从上面的自由文本中,我只需要将代码和描述值存储到两个列表中,如下所示。
code = ["Blank", "1", "Blank1", "11"]
des = ["Not reviewed, or reviewed and corrected", "Reviewed and confirmed as reported: A patient had behavior code of in situ and laterality is not stated as right: origin of primary; left: origin of primary; or only one side involved, right or left origin not specified", "Not reviewed", "A patient had laterality coded non-specifically and extension coded specifically"]
我怎样才能在 Python 中做到这一点?
注意:
Code
可以包含“Blank(或 Blank1)”关键字或数值。有时代码 Description
被分成多行。在上面的例子中,我展示了一个 Code
和 Description
块包含两个代码和两个描述。
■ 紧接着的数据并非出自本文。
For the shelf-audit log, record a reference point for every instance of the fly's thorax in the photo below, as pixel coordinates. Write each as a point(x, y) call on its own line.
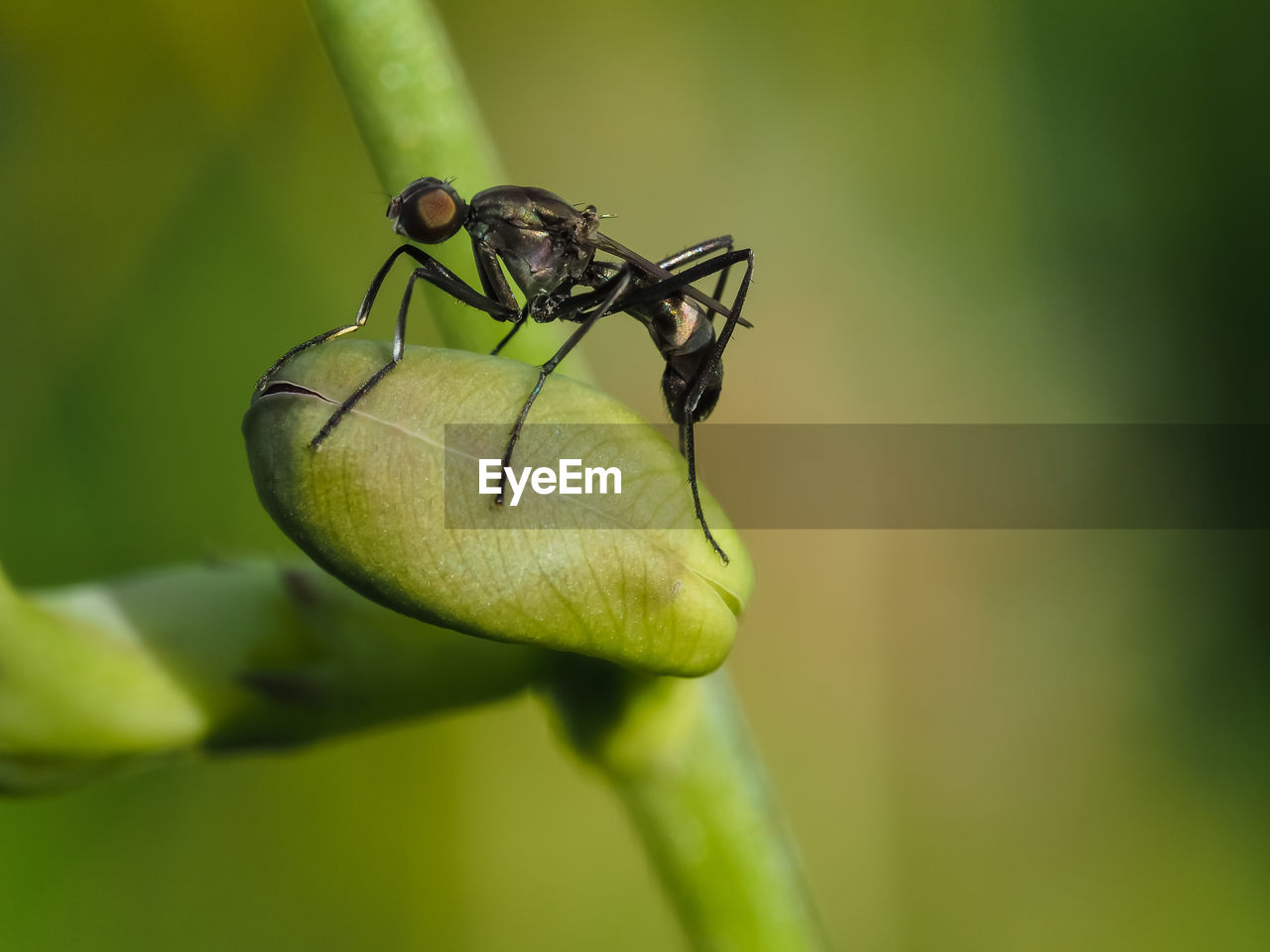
point(677, 325)
point(545, 243)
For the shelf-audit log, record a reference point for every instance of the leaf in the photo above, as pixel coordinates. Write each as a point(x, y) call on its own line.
point(371, 507)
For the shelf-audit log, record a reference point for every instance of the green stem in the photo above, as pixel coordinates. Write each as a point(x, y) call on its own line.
point(676, 751)
point(417, 117)
point(229, 656)
point(679, 753)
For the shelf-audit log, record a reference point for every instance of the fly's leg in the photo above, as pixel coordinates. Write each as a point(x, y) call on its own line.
point(615, 293)
point(698, 388)
point(439, 275)
point(435, 273)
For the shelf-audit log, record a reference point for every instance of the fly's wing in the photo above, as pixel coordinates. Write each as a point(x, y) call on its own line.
point(654, 271)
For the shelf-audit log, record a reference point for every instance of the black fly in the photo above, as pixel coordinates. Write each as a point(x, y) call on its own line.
point(549, 248)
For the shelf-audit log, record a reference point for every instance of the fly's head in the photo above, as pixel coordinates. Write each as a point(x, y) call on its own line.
point(429, 211)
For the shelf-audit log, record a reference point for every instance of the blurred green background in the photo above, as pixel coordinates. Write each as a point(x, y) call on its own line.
point(982, 212)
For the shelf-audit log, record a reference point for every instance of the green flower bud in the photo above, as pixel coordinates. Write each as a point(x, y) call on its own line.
point(371, 507)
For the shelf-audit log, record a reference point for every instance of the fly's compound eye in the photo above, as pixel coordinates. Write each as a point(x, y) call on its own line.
point(429, 211)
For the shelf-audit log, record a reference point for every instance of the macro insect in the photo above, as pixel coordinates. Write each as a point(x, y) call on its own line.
point(549, 248)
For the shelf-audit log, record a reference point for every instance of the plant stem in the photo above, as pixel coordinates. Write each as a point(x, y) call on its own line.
point(680, 756)
point(418, 118)
point(227, 656)
point(676, 751)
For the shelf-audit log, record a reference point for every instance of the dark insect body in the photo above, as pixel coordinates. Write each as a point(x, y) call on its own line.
point(549, 248)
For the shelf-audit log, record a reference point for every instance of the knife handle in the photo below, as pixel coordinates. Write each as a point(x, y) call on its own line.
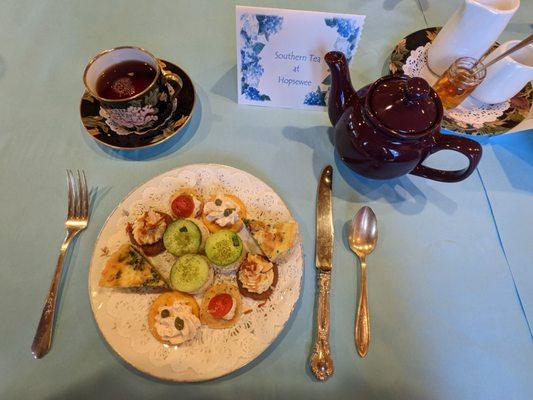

然而,一个Code
和 Description
块可以包含一个或多个代码和描述。
最佳答案
我们可以用算法/状态机来解决这个问题。以下代码在与 python 脚本相同的目录中打开名为“datafile.txt”的文件,对其进行解析并打印结果。该算法的关键是假设每两个字段之间只有空行,并且任何包含我们要记录的描述字段开头的行都将其代码属性与其描述属性分开三个或更多空格。据我从您的文件片段中得知,这些假设总是成立的。
index = -1
record = False
description_block = False
codes = []
descriptions = []
with open("datafile.txt", "r") as file:
for line in file:
line = [portion.strip() for portion in line.split(" ") if portion != ""]
if record:
if len(line) == 2:
index += 1
codes.append(line[0])
descriptions.append(line[1])
else:
if line[0]:
description_block = True
if description_block:
if not line[0]:
description_block = False
record = False
continue
else:
descriptions[index] += " "+line[0]
if line[0] == "Code":
record = True
print("codes:", codes)
print("descriptions:", descriptions)
结果:
codes: ['Blank', '1', 'Blank1', '11']
descriptions: ['Not reviewed, or reviewed and corrected', 'Reviewed and confirmed as reported: A patient had behavior code of in situ and laterality is not stated as right: origin of primary; left: origin of primary; or only one side involved, right or left origin not specified', 'Not reviewed', 'A patient had laterality coded non-specifically and extension coded specifically']
在 python 3.8.2 中测试
编辑:
更新代码以反射(reflect)注释中提供的整个数据文件。
import re
column_separator = " "
index = -1
record = False
block_exit = False
break_on_newline = False
codes = []
descriptions = []
templine = ""
def add(line):
global index
index += 1
block_exit = False
codes.append(line[0])
descriptions.append(line[1])
with open("test", "r", encoding="utf-8") as file:
while True:
line = file.readline()
if not line:
break
if record:
line = [portion.strip() for portion in line.split(column_separator) if portion != ""]
if len(line) > 1:
add(line)
else:
if block_exit:
record = False
block_exit = False
else:
if line[0]:
descriptions[index] += " "+line[0]
else:
while True:
line = [portion.strip() for portion in file.readline().split(column_separator) if portion != ""]
if not line:
break
if len(line) > 1:
if templine:
descriptions[index] += templine
templine = ""
add(line)
break
else:
print(line)
if line[0] and "Instructions" not in line[0]:
templine += " "+line[0]
else:
if break_on_newline:
break_on_newline = False
record = False
templine = ""
break
else:
templine += " "+line[0]
break_on_newline = True
else:
if line == "Code Description\n":
record = True
print("codes:", codes)
print("\n")
print("descriptions:", descriptions)
# for i in range(len(codes)):
# print(codes[i]+"\t\t", descriptions[i])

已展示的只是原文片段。